14. Bianca #3

“Here is the funny thing about the one-bed situation,” I start.

“You tell me that you’ll take the floor, and then I have to convince you that you don’t have to take the floor.

And my argument will be that we are both adults, so we can share the bed.

And then you try to convince me that you will be fine.

And then we go back and forth until you finally relent.

” I take a breath. “So, let’s not do this.

That floor is disgusting. And we’re going to end up sharing the bed. ”

He starts laughing until his shoulders shake. “Honestly, I have no idea what you’re talking about.”

I throw up my hands. “Theo, this happens in romance books all the time. Now, we’re going to sleep in one bed. And there will be sexual tension. And we will either have sex, or we won’t. That’s how it goes.”

“Do I get a vote on which way this goes? I vote for sex.”

He’s joking. I know he’s joking.

“No!” I respond. “That’s where this romance-novel-parallel stops. We will sleep in the bed. We will keep our distance. And under no circumstances is anything going to happen.”

“Your call.” He’s still smirking. “But in case you change your mind, you already have my vote.”

I look over at the bed. The comforter is the color of a hotel comforter, which is its own genre. The coffeemaker on the dresser is struggling. No surprise there. The chair in the corner is upholstered in a fabric I’m choosing not to identify.

Theo sets his keys on the dresser.

My stomach rumbles.

There’s a diner across the street.

We trudge through six inches of fresh snow to get to it, and Theo holds the door open for me. I order a grilled cheese and tomato soup. He orders the same, because the menu has six items and four of them involve gravy.

He pays. I let him.

On the way back to the room, we stop at the gas station beside the motel for whatever we can find.

He buys a toothbrush, a travel-size deodorant, and a pack of plain black socks.

I buy a toothbrush, deodorant, a comb, and a t-shirt off a sad metal rack by the door, because I am not sleeping in jeans.

The only one big enough for a nightgown alternative says I brAKE FOR YETIS in glittery purple cursive across the chest. I don’t have the energy to be picky.

And then we get snacks. Lots of snacks.

We get back to the room and turn on the TV, landing on a rerun marathon of an old sitcom I half-remember from middle school. He has never seen it. He asks questions during the theme song. By the third episode, he stops asking questions and starts laughing in the right places.

The snow doesn’t stop. The pile of gas-station candy wrappers between us on the bed grows. We eat the entire bag of pretzels he insisted he didn’t want.

At some point, I catch him watching me instead of the screen, and I pretend I don’t notice.

When we get through an entire season of the show, I stand up, stretch, and announce I’m going to brush my teeth.

When I come out of the bathroom in the yeti shirt, Theo is in a plain t-shirt and a pair of boxers.

He is very deliberately not looking at my legs. His suit pants are folded over the back of the chair. His hair is mussed where he ran his hand through it. The lamp on the bedside table is the only thing on.

He glances at my shirt. “I have so many questions.”

“About yetis?” I ask. “Apparently, I brake for them. That’s all I can tell you.”

His mouth does the near-smile thing.

I get under the covers on my side. He gets under the covers on his side. He leaves a strip of cold sheet between us wide enough to drive a small truck through. I appreciate the effort. I also resent it.

“Goodnight, Bianca.”

“Goodnight, Theo.”

He turns off the lamp.

The room is completely dark. The storm against the window is a steady, papery shush. The heat kicks on with a clunk and produces a smell I’m choosing to interpret as lived-in.

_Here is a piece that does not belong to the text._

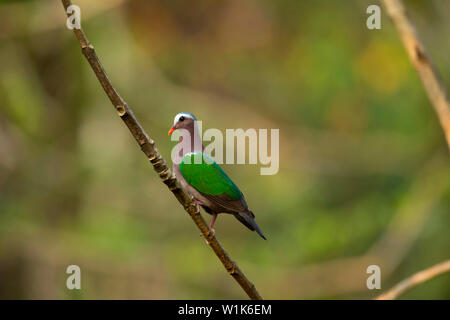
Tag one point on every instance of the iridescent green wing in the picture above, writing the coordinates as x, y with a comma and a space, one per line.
205, 175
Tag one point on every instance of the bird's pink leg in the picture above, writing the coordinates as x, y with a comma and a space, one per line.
198, 203
212, 223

I lie on my back. I stare at a ceiling I can’t see. I am too aware of him to fall asleep.

I think about his mother on the road to the orchard. I think about his hands on the steering wheel. I think about him making Bartley listen to me. I think about him laughing at the right place in a sitcom he’d never seen. And I think about him finally apologizing to me today.

It wasn’t a public apology. But it was a sincere apology.

I turn my head on the pillow to face him.

He is already facing me.

My eyes have adjusted. He is on his side, one hand under his cheek, the other resting on the strip of cold sheet between us.

The heat of him is bleeding across the sheet toward me. I can hear him breathing softly.

“You’re awake,” I whisper.

“I haven’t been able to stop thinking,” he whispers back. A pause. “Today was the best day I’ve had in a long time.”

Oh.

“Theo, I?—”

“I’m not asking you for anything, Bianca,” he interrupts. “I’m telling you that I don’t regret anything that happened today. I want you to know.”

My hand moves across the cold sheet and rests on top of his.

He turns his palm up under mine and laces our fingers.

Something inside me gives.

I move.

Or he moves.

One of us moves. Both of us. It doesn’t matter.

His hand comes up to my jaw. “I don’t want this day to end, Bianca.”

I shouldn’t. I know I shouldn’t.

My hand goes around the back of his neck, and I pull him closer.

Outside, the storm keeps going. Inside, I let him kiss me.